と、唐突に主人の足が離れ、アギは自由になった。顔を上げて見ると、イズナが主人の首根っこをつかまえて岸にひきずりあげているところだった。主人は顔を真っ赤にしてわめきちらし、イズナを殴ろうと拳を振り回した。だがイズナは、いつもの彼には似つかわしくない敏捷さでそれをよけ、手を離すと一歩下がって立った。

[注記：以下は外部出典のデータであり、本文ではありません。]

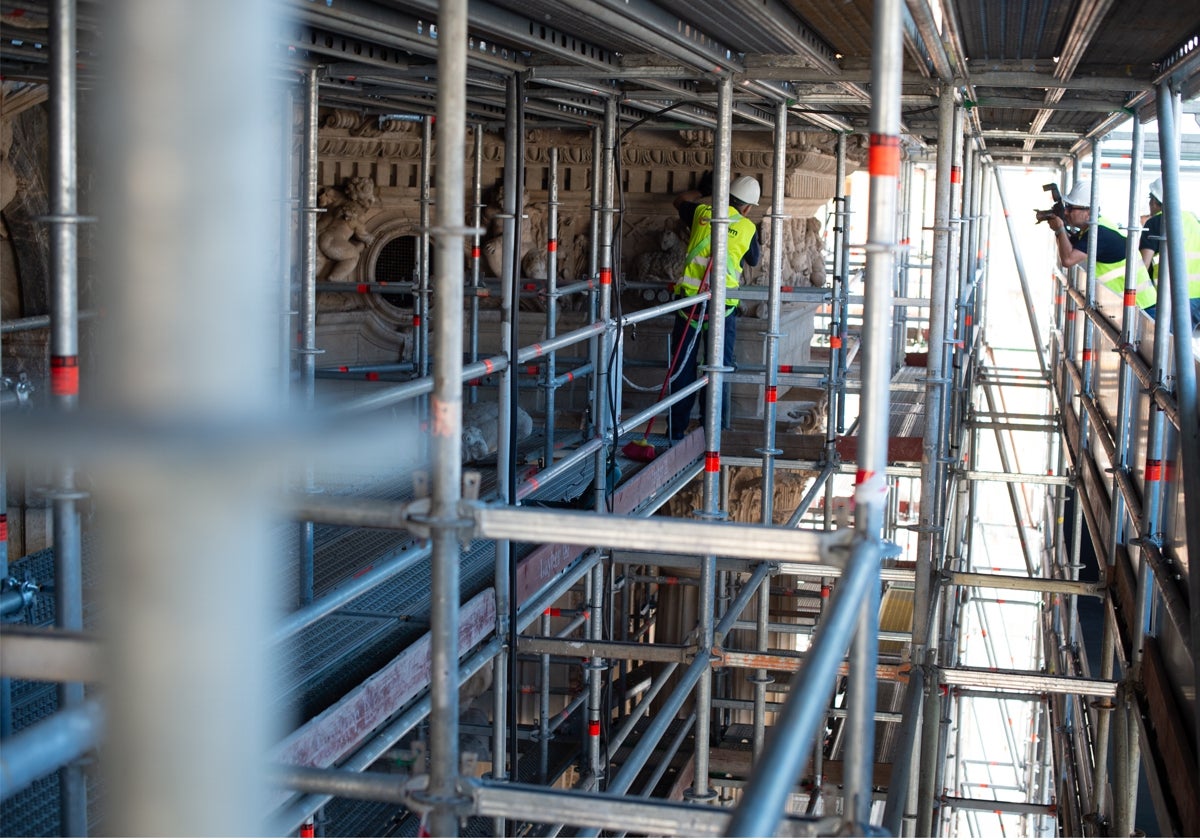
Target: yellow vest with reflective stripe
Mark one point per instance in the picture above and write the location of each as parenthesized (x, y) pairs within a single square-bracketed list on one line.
[(700, 246), (1111, 275), (1191, 252)]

「何をする。きさま、奴隷の分際で主人のわしを邪魔立てする気か」
「彼にそんなことをしたらいけない」
イズナは低い声で言った。
「わしはこいつの主人だぞ。主人が奴隷に何をしようと勝手だ」
「主人ならね」
イズナは言った。
「でもあなたは彼の主人じゃない。彼は人間が支配できるようなものじゃないんだ」
「じゃあなんだ」
主人は彼のいつもとは違う物言いにけおされながら言った。
「こいつが何者だというんだ。化け物か」
「よくわからないけれど。とにかく彼は人間以上のものだ」
主人は呆けたように口を開けていた。熱はすっかり冷めていた。やがて彼は気を取り直すと、二人をののしり、イズナの視線を避けるようにして住居の方へよろよろ歩いていった。
岸に這いあがりながらアギは、今までとは違った目でイズナを見つめた。彼にはもはやイズナがぼんやりだとは思えなかった。それどころか神々しいとさえ思えた。イズナのことをもっと知りたいと思った。